APRA is “keen to see” new entrants in the banking space that can “force incumbents to up their game”.

In an address to the Future Banking Forum 2019, the Australian Prudential Regulation Authority’s (APRA) general manager, regulatory affairs and licensing, Melisande Waterford, outlined the challenges associated with balancing stability with greater competition in the ADI sector.

Ms Waterford noted that APRA has sought to facilitate the entry of new ADIs without lowering standards that would qualify an institution for a banking licence.

The GM claimed that APRA has prioritised quality over quantity when assessing licence applications from aspiring ADIs to ensure they can legitimately compete with incumbents.  


“On the one hand, it’s not APRA’s role to pick winners and losers.
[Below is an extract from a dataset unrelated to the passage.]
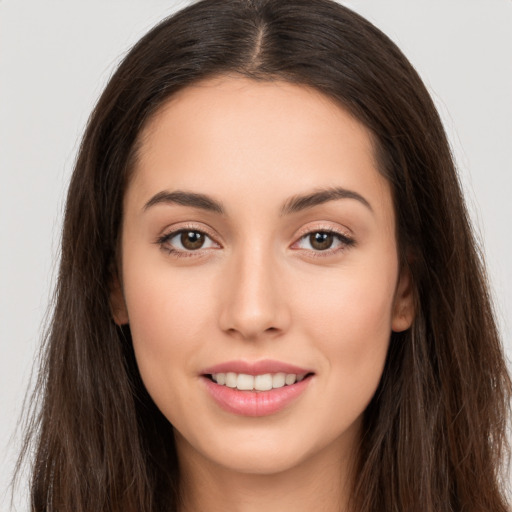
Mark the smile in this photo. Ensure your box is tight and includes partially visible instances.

After all, history tells us that plenty of wildly successful ideas were tipped to crash and burn when they were first suggested,” Ms Waterford said. “On the other hand, APRA is keen to see new entrants succeed.”

She continued: “APRA’s licensing mission is not to licence as many new banks as it can, as quickly as it can. Rather, our mission is to facilitate the launch of viable entities.

“At the risk of stating the obvious: challenger banks can only make a difference to the competitive dynamic of the Australian market if they survive and thrive.

“Quickly granting a licence to a challenger bank which shortly thereafter gets into trouble and fails does nothing to promote competition and serves no one’s best interests.”

However, Ms Waterford acknowledged that despite APRA’s efforts to ensure prospective ADIs are viable, some challenger banks would fail to secure a foothold in the marketplace.

“[It] is inevitable that some challenger banks will not survive, not because management failed to run the new bank prudently, but because their innovative ideas did not attract enough customers to be sufficiently profitable, or enough investors to fund their capital needs,” she said.

Ms Waterford encouraged aspiring ADIs to actively demonstrate their utility in order to gain traction in the marketplace.

“APRA’s observation is that for a challenger bank, the single biggest impediment to raising capital is non-operation,” she said.

“Good ideas alone have not proven to be persuasive. Investors want to see proof-of-concept. Where an entity has not commenced business, it has no customers.

“It cannot demonstrate customer traction or the efficacy of its systems and processes. Leading-edge technology is only a market advantage when it works and is seen to work.”

The APRA GM went on to highlight the role that challenger banks can play in driving better consumer outcomes in the sector.  

“Challenger banks don’t need to become a fifth pillar to serve the Australian community,” she said.

“Their existence alone can force incumbents to up their game.

“APRA would like to see a steady stream of serious ADI licence applicants that enter the market and 10 years later are still there, large enough to be significant, competing hard and providing innovative solutions to Australia’s financial needs.”

Several challenger banks have been granted ADI licences by APRA over the past year, the latest of which is Xinja, which joined the likes of Volt Bank86 400 and Judo Bank.